首页 > 正文
这是谁的“少年杀母事件”?
2009-01-05 14:44   南方传媒研究
 

□宋志标

《南方人物周刊》再次收获一次有价值的争论。少年杀母事件的报道文本,重新激起我们对人物写作范式的讨论兴致。长久以来,这种讨论偃旗息鼓,从某种程度上导致了人物写作的懈怠和程式化,连带其他可能性也受到损伤,似乎消失无踪影了。这次,借助一位敏感的实习生的作品,此种难堪的荒芜有望遭受可贵的冲击。

(一)

作为媒体的出发点,专业主义要求我们回到事实,占有全部的客观存在。不过,在少年杀母杀父这一惨剧上,是无法回到“事实”的。因为谁也不知道少年的真正动机,他仅仅对世界宣告:我杀了母亲,成功了;我还想杀死父亲,但未遂。动机的不可捉摸成为横亘在事件与报道之间的墙。除了一个家庭的血腥破裂,我们怎样讲述更深层的故事,并且还希望这样的故事具有动人的特质?

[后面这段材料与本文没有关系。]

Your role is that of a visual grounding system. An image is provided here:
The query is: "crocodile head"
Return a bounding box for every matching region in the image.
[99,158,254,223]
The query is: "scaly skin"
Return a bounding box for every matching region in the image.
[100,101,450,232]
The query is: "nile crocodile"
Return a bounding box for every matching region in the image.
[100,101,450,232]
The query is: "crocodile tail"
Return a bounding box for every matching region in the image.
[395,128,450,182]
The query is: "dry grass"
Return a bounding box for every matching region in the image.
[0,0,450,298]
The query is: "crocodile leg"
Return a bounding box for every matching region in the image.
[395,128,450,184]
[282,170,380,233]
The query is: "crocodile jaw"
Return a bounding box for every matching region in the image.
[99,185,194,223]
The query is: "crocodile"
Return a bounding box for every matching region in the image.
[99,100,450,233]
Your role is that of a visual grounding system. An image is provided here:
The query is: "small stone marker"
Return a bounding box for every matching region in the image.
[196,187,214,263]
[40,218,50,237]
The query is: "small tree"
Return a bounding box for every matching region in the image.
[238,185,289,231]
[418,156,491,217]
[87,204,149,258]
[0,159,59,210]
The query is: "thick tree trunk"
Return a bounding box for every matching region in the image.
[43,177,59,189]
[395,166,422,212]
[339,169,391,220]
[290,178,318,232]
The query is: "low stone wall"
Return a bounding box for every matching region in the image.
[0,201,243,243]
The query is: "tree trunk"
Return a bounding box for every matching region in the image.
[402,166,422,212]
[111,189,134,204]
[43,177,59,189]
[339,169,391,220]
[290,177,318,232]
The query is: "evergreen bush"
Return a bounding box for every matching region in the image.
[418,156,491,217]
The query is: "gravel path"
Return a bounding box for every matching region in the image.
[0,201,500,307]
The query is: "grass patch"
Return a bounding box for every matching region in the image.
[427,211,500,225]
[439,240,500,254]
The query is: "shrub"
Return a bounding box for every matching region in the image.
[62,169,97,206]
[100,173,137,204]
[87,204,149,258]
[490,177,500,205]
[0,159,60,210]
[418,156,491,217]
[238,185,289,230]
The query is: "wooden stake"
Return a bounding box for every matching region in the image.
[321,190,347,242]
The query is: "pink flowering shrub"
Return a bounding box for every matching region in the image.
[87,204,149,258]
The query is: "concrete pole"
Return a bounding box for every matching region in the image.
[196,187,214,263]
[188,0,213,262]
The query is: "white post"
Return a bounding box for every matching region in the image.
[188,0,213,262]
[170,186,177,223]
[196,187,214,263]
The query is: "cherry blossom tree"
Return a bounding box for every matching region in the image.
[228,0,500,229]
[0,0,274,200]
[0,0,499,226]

换言之,少年杀母制造了非同寻常的疼痛感。我相信很多人都感觉到了,但拔剑四顾心茫然,怎么描绘此间的疼痛则受制于强大的无力感。这就是社会给予我们的残酷馈赠,满心酸楚却无法口说我心。报道血案的社会新闻体例不能实现这一点,说白了,它也无需承担这个义务。它要向社会传播这一家庭屠杀事件,至于之后,任务就结束了。人物周刊的报道,则从逻辑上承继了这一被中止的使命。

对于杀母事件的解读早就沸腾,阐释与过度阐释比翼齐飞,社会或家教都被一一指点、指责。可是此类泛社会化的理解,尽管有部分合理的成分,但我认为太不靠谱,无助于正确认知这桩血案的隐寓涵义。的确,隐寓的才是紧要的。而能够支撑起隐寓化求解模式的当然是个人,亦即张姓少年的际遇与体会、仇恨与欣喜、希望与绝望。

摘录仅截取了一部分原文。